Trois secondes, ce fut le temps nécessaire pour parcourir la centaine de mètres qui me séparait de l'ouverture du dôme, continuer mon chemin dans un décor urbain et, sous le regard intrigué des piétons, de me cacher au coin d'un immeuble. Les autres arrivèrent ce qui me sembla être une demi-heure plus tard.
— Bon sang, Théo, t'as le feu aux fesses, dit Peter en s'appuyant sur ses genoux pour reprendre son souffle.
Je l'ignorai, passant la tête au coin de ma cachette pour observer notre nouvel environnement. Au loin, je voyais encore le dôme avec notre maison à l'intérieur. Un trou y était toujours découpé et il n'en faudra certainement pas longtemps avant que Branda ne s'en rende compte. Elle allait rappliquer rapidement.
— C'est quoi, ton plan ? demanda Amy.
Elle avait replié ses ailes derrière son dos, les pieds bien au sol. Elle s'appuyait contre ma jambe pour regarder dans la même direction.

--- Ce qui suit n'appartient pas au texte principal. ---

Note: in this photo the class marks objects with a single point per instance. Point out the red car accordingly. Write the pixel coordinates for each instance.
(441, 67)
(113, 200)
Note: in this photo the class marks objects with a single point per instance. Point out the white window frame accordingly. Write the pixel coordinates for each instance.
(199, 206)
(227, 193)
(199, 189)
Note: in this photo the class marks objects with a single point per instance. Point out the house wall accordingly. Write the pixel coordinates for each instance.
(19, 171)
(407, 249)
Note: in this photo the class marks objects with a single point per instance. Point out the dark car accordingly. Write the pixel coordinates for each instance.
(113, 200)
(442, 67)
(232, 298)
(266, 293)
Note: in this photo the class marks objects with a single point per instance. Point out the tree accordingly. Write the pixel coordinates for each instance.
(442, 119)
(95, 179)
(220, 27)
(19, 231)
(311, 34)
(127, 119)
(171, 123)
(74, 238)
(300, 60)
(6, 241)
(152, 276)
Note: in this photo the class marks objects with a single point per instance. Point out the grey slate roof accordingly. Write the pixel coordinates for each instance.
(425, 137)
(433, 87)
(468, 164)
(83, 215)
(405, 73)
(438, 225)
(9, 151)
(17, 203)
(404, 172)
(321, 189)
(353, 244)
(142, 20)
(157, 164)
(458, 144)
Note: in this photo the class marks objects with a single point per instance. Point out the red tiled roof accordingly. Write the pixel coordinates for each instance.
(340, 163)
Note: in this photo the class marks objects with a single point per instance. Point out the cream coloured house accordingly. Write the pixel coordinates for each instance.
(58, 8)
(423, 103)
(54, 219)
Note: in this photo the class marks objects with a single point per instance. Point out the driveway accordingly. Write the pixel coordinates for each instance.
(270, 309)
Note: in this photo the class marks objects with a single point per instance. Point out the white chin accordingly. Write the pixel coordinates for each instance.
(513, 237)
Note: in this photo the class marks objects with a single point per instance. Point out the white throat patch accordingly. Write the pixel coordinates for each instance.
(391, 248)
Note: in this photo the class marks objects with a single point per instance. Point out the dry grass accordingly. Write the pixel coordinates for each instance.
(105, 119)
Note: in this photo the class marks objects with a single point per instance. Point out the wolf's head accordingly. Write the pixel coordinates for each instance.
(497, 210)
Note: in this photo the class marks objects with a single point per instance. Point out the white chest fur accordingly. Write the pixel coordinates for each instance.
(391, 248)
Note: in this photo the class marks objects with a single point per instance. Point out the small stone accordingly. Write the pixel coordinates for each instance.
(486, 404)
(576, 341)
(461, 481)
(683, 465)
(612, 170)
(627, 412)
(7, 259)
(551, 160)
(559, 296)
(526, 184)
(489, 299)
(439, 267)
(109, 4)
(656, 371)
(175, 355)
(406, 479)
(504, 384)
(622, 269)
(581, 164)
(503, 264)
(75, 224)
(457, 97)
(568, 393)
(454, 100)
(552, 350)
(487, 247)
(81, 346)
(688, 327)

— Quand Branda arrivera, on restera caché. Et on la suivra.
Je me retournai pour faire face aux deux autres, Xilena et Peter. Un Peter d'un mètre vingt avec des poils aux mentons me donnait envie d'exploser de rire, mais je n'eus qu'à penser à ma mère pour y résister.
— On va faire deux groupes. Comme ça, on pourra la suivre de deux angles différents. Et si l'un de nous se fait coincer, les autres pourront toujours continuer.
Ce n'était qu'un quart de mon plan, mais je savais qu'ils ne seraient pas d'accord avec moi si je leur expliquais. Je préférai attendre au dernier moment.
— Si on se fait coincer ? répéta Xilena. Et qu'est-ce que tu crois qu'elle va nous faire ? Elle est toute puissante !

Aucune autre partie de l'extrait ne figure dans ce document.